European Court of Human Rights Ruling

European Court Judgment Exposes British
Policy of Systematic Cover-up about Human Rights Abuses in Ireland by
the RUC and British Army

Mark Thompson of RFJ said:

Tuesday 4th April 2000 the European Court of Human Rights heard from
lawyers acting for the families of Gervaise McKerr, Pearse Jordan,
killed by the RUC, Patrick Shanaghan by loyalists colluding with the
RUC/BA, and those killed at Loughgall by the SAS.

Lawyers made oral submissions to the court concerning issues related to
these cases including the impartiality of investigations and article 2
of the European Convention on Human Rights, The Right To Life. And of
the total ineffectiveness of the domestic remedies i.e. (British
judicial system, -inquest-, and RUC investigations) to provide the
truth and hold accountable the perpetrators.
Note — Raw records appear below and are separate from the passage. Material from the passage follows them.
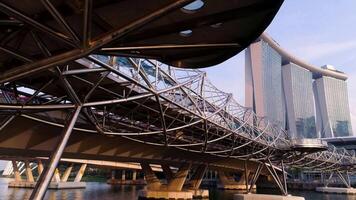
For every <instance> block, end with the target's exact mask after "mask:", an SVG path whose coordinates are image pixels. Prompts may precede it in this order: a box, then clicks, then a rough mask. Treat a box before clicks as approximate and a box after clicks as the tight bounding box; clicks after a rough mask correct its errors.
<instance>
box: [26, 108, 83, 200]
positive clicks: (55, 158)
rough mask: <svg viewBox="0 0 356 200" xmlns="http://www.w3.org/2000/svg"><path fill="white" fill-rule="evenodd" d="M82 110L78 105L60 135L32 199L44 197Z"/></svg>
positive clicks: (32, 194) (65, 125) (36, 186)
mask: <svg viewBox="0 0 356 200" xmlns="http://www.w3.org/2000/svg"><path fill="white" fill-rule="evenodd" d="M80 110H81V106H77V107H76V109H75V110H74V112H73V114H72V116H71V118H70V119H69V120H68V122H67V123H66V125H65V127H64V129H63V132H62V134H61V136H60V137H59V141H58V145H57V146H56V148H55V149H53V153H52V155H51V156H50V160H49V163H48V165H47V166H46V168H45V169H44V170H43V172H42V173H41V175H40V178H39V179H38V181H37V183H36V186H35V187H34V189H33V191H32V193H31V196H30V199H31V200H41V199H43V197H44V195H45V193H46V190H47V187H48V185H49V183H50V182H51V179H52V176H53V173H54V171H55V169H56V168H57V165H58V162H59V160H60V159H61V156H62V153H63V151H64V148H65V147H66V145H67V142H68V140H69V137H70V135H71V133H72V130H73V128H74V125H75V123H76V121H77V118H78V116H79V113H80Z"/></svg>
Last Week's European Court Ruling found in favor of the above and found
the British Government in violation of Article 2. This now means that
new transparent and impartial investigation into these incidents be
immediately conducted which discloses the full facts, something that
Britain has refused to do to date. We are absolutely confident that
this will clearly and unequivocally demonstrate that a shoot-to-kill
policy exists.

Further to this the judgment also shows that the British Government
have in place an administrative procedure of malpractice which
deliberately operates cover-ups in relation to state killings, a
mechanism used continually and applied to all 361state killings,
including 75 children, and in many more loyalist killings involving
collusion. It's important to note that the Shanaghan judgment involved
loyalists acting on behalf of the state.

In short the British operate a system which fails to scrutinise
atrocities that they are involved in and which hold the perpetrators of
human rights abuses within their ranks accountable. This amounts to a
policy of impunity.

This policy also relates to loyalist double agents such as Brian Nelson
working within and controlling the death squads for the state.

Britain operated outside of the law and in this context it is not a
state above the law in the eyes of the international community. For 30
years they have managed to evade the international community and brush
off criticism. This time, however, it is different. If Britain claims
to uphold and apply the rule of law then they must now comply with the
international ruling and immediately allow for new impartial
investigations. We await their response.

In light of the judgments RFJ are consulting with legal experts on
behalf of scores of families whose loved ones were killed by the state
and through alleged collusion where the full circumstances were never
satisfactorily investigated. Importantly vital facts and material
evidence was concealed. All of these families have leveled sever
criticism at the authorities and branded the investigations and the
so-called legal system a cover-up.

Last week the European Court on Human Rights effectively echoed their
words and has paved the way for them to seek truth and justice for
their loved ones.

It has also been both a comfort in what at times can and could only be
described as persistent vilification by politicians and sections of the
media, and a vindication of their struggle and determination for

There has been much made of the issue of compensation. This has been a
diversionary tactic from the real and meaningful implications of this
judgment which are human rights and not financial.

The implications of the judgment remains clear, that a radical overhaul
of the entire judicial system, DPP and the area of policing are
immediately required to safeguard against violations and systematic
abuse of the severest kind like shot-to-kill. In addition effective
mechanisms which promote, protect, and safeguard human rights for all
must now follow. In short full accountability. This can only be
achieved in an impartial international context – through the UN and the
office of the Special Rapporteur on Summary and Arbitrary Executions.